Fangoria's Best Horror Films
Edited By: Anthony Timpone
Published 1994, 95 pages
This may be the single most deceiving title of any book I have ever read. Ever. A more appropriate title would have been "Most Self-Indulgent Articles Published In Fangoria, Many Of Which Involve Terrible Movies." Rather than being an objective overview of the films that have come out since Fangoria Magazine's inception in 1979, editor Tony Timpone has assembled what presumably were the most well-received articles that had been written up until the book's publication in 1994. I would hope that this isn't the case, because if it were, it isn't saying much for the magazine.
While there are several excellent overviews of particular decades, the most noticeable of which was written by Italian film historian Tim Lucas, there are also passable chapters that reprint actor's journals from movie sets as well as highly opinionated articles that favor the author's interpretation of the film over a proper review and objective analysis. There is just no consistency whatsoever from chapter to chapter, though the table of contents does list the chapter sections more appropriately.
Now, would you expect to see the following titles in any book containing the title "Best Horror Films":
-Friday the 13th Part VIII
-Freddy's Dead: The Final Nightmare
-Total Recall (Horror?)
Considering the only part of this text that is an original piece is the introduction, the collection feels like a cheap way to produce additional capital for the magazine without having to expend any additional time or effort in its production. If I desperately wanted to read about Doug Bradley's days on the set of HELLRAISER 3 or how much Douglas E. Winter discredits ALIEN's genius, I could have just picked up back issues of the magazine.
I can't rightfully say that the book is an entire failure. Fangoria hasn't been one of the leading Horror magazines for nothing. The individual writers are each well versed in the genre and quite knowledgeable of the specific topics they are discussing. There are many rare articles and interviews that I wouldn't have thought to look for otherwise, including interviews with Vincent Price, Rick Baker, Francis Ford Coppola and others.

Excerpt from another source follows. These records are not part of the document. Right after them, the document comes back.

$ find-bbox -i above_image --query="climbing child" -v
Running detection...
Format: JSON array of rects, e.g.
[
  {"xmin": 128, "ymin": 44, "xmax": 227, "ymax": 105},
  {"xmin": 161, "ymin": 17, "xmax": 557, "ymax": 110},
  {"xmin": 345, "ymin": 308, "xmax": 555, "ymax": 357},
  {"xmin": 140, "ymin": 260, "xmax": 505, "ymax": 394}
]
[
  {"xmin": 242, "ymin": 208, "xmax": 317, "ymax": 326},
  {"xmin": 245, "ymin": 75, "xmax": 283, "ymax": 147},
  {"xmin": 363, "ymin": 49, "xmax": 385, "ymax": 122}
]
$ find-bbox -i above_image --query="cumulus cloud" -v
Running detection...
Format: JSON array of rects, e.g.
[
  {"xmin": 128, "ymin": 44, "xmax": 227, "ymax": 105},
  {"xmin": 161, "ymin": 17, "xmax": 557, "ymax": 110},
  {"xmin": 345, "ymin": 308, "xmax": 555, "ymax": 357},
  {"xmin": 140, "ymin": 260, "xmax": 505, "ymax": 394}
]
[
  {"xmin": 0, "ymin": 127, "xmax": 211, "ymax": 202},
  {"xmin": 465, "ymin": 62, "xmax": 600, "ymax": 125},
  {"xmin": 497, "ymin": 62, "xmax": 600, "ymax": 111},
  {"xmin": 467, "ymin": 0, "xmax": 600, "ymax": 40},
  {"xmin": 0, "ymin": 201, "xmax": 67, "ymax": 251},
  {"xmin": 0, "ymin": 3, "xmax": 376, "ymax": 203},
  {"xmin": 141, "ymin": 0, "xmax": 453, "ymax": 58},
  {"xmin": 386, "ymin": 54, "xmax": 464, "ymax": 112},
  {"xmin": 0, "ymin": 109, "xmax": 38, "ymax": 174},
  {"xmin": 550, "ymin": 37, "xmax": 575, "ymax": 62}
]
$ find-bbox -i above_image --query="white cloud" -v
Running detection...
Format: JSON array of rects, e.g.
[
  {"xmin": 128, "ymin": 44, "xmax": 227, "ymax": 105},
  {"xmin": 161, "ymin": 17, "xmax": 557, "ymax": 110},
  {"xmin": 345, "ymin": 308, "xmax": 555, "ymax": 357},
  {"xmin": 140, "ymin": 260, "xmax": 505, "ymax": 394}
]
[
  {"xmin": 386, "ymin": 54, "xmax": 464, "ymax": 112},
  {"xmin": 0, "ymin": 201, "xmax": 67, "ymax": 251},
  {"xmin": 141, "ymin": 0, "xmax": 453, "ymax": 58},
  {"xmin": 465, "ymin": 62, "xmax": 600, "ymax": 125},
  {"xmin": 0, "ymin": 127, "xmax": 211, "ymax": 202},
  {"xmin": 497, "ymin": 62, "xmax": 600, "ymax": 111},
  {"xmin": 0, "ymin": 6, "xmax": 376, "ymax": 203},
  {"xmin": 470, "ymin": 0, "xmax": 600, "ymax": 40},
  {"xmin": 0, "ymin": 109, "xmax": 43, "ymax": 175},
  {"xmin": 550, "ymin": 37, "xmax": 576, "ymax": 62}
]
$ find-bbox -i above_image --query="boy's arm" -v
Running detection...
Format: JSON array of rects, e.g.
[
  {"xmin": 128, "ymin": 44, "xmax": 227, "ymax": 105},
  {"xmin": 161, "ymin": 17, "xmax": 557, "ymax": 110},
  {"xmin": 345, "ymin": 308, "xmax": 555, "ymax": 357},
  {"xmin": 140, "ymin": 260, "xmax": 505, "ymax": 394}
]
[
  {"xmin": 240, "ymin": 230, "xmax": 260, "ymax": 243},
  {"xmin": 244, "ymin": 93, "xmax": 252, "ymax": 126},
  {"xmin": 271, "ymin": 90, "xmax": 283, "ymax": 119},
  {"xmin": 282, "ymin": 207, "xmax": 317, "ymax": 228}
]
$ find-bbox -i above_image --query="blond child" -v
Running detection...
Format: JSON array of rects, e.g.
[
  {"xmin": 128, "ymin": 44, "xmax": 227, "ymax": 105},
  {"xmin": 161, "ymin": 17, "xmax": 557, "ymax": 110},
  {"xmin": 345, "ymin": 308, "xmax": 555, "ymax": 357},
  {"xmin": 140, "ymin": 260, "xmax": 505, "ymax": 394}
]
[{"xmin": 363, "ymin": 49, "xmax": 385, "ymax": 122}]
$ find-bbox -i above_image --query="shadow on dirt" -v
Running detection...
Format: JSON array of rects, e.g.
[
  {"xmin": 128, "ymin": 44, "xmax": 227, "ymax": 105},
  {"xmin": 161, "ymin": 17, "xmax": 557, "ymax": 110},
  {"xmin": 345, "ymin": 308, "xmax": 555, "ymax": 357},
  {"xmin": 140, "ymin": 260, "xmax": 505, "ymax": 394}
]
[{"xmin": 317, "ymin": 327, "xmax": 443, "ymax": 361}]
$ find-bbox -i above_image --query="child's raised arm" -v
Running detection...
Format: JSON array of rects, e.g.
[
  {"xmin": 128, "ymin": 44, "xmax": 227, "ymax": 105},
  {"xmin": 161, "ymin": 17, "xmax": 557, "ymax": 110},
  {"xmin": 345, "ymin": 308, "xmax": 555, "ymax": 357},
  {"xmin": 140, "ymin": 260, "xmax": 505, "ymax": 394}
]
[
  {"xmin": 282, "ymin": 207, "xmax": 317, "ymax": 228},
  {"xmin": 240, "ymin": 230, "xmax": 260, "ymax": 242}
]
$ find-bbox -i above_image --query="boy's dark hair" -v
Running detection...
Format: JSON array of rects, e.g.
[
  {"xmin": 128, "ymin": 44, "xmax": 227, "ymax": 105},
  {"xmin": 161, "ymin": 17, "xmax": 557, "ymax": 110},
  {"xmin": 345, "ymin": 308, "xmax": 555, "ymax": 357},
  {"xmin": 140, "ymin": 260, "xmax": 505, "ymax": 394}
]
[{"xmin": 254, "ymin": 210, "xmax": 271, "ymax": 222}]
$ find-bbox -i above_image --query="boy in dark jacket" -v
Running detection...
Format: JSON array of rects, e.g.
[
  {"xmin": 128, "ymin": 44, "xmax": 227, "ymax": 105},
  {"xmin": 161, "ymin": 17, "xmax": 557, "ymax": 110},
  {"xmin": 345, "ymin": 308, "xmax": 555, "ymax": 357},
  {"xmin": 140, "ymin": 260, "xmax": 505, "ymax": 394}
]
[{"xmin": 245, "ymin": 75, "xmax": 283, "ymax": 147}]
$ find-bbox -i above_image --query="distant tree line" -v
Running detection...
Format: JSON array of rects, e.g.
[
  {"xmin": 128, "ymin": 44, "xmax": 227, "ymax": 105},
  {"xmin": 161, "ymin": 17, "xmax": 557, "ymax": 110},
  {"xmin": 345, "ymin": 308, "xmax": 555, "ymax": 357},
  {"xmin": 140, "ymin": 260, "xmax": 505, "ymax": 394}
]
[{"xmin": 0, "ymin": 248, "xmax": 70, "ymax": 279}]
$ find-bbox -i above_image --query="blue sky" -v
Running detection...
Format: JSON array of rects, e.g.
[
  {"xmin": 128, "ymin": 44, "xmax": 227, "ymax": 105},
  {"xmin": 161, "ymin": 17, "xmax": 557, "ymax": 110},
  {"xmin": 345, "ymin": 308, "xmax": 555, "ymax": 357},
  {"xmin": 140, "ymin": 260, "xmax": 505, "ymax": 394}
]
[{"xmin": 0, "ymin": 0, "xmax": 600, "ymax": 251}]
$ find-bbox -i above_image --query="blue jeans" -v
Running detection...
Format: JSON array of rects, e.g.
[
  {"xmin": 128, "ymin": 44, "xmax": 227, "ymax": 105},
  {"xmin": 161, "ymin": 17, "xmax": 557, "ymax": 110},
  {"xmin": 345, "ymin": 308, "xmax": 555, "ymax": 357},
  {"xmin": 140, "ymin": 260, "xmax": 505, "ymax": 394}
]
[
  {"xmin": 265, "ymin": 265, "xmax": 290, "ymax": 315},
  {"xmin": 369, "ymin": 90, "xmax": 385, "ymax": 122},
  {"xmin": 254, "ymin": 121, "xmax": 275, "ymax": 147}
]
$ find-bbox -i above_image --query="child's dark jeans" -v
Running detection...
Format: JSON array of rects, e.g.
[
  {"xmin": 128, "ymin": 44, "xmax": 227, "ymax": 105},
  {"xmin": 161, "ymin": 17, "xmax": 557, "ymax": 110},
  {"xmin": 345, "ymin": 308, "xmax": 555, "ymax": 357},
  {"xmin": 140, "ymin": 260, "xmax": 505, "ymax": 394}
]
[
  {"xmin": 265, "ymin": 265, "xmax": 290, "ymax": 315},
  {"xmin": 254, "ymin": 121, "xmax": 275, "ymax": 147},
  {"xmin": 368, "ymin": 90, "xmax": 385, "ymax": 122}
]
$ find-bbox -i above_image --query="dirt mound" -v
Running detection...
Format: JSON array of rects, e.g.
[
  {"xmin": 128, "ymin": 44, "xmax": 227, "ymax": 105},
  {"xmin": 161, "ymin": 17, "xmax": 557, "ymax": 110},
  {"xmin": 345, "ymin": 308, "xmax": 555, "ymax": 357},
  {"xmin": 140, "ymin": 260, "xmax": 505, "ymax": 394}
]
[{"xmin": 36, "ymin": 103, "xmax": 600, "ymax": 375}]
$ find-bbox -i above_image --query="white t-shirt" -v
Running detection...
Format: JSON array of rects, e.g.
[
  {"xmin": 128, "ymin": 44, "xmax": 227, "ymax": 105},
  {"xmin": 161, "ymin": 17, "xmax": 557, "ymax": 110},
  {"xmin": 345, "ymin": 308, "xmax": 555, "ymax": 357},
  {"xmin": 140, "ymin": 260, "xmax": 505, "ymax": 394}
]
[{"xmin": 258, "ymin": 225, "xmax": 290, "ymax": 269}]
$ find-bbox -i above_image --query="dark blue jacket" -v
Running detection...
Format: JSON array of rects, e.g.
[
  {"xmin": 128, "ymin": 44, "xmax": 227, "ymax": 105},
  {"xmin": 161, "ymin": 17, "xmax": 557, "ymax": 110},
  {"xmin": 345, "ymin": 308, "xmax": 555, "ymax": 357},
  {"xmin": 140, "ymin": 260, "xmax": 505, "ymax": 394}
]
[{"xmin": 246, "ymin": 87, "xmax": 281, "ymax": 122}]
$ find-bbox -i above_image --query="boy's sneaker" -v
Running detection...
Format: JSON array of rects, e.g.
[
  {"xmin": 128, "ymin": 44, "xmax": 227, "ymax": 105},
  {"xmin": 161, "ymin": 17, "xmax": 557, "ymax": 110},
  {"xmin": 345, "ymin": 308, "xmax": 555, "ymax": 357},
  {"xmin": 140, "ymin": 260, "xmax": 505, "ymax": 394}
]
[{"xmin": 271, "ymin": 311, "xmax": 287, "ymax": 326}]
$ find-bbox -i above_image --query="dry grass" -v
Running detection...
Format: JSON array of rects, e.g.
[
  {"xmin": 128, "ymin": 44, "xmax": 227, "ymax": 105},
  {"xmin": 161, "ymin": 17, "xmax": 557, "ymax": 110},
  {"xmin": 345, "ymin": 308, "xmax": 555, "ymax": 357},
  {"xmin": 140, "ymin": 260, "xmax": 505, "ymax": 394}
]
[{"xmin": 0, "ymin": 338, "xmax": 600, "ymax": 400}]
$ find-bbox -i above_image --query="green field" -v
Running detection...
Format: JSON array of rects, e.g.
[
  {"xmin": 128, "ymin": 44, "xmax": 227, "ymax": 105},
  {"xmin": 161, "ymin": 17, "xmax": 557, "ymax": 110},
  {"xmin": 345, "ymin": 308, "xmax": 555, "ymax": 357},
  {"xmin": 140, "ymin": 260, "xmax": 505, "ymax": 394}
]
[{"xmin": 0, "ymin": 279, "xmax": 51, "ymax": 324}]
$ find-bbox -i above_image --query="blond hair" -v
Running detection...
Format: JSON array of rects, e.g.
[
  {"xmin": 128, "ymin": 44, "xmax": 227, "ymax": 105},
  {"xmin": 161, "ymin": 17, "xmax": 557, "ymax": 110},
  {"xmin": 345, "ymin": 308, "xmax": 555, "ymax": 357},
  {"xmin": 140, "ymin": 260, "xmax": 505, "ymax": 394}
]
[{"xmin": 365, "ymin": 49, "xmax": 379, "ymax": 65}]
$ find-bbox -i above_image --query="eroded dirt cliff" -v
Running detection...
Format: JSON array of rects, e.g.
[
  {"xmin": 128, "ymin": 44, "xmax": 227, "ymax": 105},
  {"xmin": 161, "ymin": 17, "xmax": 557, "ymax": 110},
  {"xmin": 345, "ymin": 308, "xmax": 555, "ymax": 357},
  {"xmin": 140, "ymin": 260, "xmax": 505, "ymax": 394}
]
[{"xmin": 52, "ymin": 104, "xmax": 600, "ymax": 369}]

It is more a matter of a misleading title and awkward arrangement of articles that detracts from the book's overall appeal.
For die hard fans of the magazine that may have missed some of the issues circa 1994 or earlier, it includes a fine exemplar of what you would have expected from Fangoria in its first 15yrs of publication. Anyone looking for a collective of Horror reviews as a resource in finding unique and relatively unknown films, this is not the book for you.